Trotz all’ ihrer unleugbaren Verdienste ist der Romantik nicht mit Unrecht Mangel an Gestaltungskraft, eine gewisse nebelhafte Verschwommenheit zum Vorwurf gemacht worden, vor allem aber die mystische, mittelalterliche Weltauffassung, welche sie an die Stelle der klaren, geistig-freien der classischen Periode zu setzen suchte.

Auch der Dichter, dessen hundertsten Geburtstag die deutsche Literatur im ersten Monat dieses Jahres[1] feiert, hängt in seinen literarischen Anfängen eng zusammen mit den dichterischen Bestrebungen und geistigen Zielpunkten der romantischen Schule, aber sein gesunder Sinn hat sich frühzeitig losgesagt von den „mondbeglänzten“ Irrgärten der Tieck’s und Schlegel’s, der de la Motte Fouqué’s und Brentano’s.

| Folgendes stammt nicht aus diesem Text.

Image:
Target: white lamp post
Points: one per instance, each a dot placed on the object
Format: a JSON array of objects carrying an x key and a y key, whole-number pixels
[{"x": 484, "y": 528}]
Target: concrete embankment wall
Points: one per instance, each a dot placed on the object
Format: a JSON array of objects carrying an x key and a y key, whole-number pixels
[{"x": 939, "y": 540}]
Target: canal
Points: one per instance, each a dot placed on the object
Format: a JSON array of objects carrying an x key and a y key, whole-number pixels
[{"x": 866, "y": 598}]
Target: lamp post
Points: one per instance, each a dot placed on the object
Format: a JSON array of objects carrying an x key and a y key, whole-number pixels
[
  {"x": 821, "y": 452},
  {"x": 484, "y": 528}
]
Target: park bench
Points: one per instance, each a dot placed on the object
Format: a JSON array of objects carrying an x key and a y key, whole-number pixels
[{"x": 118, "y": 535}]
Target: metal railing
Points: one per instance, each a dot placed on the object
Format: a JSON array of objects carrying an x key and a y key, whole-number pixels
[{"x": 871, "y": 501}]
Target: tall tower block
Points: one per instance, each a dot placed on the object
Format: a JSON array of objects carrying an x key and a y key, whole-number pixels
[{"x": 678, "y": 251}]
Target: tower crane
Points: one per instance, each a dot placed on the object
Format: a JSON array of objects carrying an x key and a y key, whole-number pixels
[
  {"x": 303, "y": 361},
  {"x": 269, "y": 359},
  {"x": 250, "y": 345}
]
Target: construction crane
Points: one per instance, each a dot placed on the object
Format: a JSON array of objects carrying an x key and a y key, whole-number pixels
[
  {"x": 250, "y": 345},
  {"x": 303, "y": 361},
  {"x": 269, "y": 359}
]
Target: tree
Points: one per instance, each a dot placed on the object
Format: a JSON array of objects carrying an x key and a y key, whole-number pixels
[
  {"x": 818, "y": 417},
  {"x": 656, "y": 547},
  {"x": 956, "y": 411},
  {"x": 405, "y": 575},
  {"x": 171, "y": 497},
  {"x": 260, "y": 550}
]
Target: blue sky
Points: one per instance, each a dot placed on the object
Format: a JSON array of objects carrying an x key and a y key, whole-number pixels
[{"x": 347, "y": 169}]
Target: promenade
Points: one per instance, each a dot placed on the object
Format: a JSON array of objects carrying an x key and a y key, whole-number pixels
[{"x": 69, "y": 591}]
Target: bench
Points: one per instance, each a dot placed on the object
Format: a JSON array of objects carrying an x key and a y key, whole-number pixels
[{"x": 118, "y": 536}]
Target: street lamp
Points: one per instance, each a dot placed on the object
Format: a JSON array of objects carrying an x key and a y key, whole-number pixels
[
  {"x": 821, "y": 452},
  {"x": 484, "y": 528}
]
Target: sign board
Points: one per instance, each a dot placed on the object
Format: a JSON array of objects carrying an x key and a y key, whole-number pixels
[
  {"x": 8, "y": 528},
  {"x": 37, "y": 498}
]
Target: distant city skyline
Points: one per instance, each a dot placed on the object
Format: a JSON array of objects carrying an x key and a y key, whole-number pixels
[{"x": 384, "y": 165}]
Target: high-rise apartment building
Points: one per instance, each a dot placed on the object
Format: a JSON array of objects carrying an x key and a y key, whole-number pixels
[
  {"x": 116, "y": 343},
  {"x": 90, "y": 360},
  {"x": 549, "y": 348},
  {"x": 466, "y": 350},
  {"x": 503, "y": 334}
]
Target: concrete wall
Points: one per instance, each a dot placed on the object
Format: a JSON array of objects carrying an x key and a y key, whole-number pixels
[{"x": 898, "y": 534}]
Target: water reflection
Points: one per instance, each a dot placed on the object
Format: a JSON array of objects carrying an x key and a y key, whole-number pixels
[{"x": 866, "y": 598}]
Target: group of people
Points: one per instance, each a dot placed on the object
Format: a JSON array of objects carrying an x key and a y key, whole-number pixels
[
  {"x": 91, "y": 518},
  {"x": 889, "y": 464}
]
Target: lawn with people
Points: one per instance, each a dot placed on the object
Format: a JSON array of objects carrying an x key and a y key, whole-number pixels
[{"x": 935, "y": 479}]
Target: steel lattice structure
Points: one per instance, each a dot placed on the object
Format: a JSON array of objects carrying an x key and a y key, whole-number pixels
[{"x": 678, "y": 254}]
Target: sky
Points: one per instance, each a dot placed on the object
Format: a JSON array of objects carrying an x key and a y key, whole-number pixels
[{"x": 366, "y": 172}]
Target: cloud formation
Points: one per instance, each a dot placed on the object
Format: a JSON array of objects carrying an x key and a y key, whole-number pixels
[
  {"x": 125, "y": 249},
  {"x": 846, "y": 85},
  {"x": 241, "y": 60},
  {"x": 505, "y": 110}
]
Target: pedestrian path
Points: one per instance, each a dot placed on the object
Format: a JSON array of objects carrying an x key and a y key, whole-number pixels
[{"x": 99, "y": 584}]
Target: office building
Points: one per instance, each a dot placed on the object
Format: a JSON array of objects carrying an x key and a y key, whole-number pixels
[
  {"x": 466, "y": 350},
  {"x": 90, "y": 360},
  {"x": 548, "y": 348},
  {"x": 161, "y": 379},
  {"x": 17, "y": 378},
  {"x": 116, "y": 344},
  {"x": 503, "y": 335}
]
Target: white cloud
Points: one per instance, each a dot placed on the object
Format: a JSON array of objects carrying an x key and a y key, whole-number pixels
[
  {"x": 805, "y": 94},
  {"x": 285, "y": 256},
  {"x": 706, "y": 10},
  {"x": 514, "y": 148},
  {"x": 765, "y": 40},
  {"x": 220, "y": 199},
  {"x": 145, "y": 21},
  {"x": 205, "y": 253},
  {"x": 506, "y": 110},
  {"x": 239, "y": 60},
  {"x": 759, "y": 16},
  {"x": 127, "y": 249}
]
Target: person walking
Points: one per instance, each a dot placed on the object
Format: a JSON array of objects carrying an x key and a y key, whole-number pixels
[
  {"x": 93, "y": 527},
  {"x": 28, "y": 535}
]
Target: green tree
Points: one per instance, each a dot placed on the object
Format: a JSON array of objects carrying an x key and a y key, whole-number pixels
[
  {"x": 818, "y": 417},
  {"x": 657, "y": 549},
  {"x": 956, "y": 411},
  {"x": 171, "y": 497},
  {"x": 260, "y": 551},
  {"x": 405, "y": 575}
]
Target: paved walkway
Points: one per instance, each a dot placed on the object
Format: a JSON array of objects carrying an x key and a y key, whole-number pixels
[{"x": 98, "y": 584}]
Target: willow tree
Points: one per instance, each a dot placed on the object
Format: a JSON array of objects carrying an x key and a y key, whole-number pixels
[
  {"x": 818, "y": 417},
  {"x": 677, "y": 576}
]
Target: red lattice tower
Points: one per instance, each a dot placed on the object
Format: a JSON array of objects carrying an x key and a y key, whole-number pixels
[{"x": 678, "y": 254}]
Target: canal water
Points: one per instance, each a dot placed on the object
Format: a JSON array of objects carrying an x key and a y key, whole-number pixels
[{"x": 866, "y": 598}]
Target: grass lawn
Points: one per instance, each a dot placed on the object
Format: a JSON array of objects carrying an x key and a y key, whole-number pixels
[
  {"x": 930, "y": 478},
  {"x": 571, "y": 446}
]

War Chamisso’s um das Jahr 1813 verfaßtes, wundersam phantastisches Märchen „Peter Schlemihl“ nach Art und Anlage noch durchaus romantisch, so machte sich der Dichter von nun ab mehr und mehr von jener Richtung frei, um fortan völlig eigene Bahnen zu wandeln. Von seinen romantischen Erstlingen, auf die er später mit Lächeln zurückschaute, hat er fast nichts in seine Gedichtsammlung aufgenommen: der Chamisso, den wir kennen und lieben, zeigt wohl einzelne romantische Spuren, wie besonders in der Aneignung fremder Stoffe und Formen, in der Hauptsache aber hat er mit den Romantikern nichts gemein, ja, er steht in entschiedenem Gegensatze zu ihnen. Bei ihm ist nichts Unklares und Verschwommenes: scharf und bestimmt tritt er uns entgegen. Nicht der nebelhaften Vergangenheit, der „romantischen Zaubernacht“ ist er zugewandt, sondern dem lichten Tage, der hellen, lebendigen Gegenwart, und während Jene aus der realen Wirklichkeit gern sich hinausretten in das Reich der Poesie und ihrer erträumten Ideale, tritt er fest und mannhaft mitten hinein in den Kampf des Lebens, eine von jenen ganz verschiedene, durchaus eigenartige Dichternatur.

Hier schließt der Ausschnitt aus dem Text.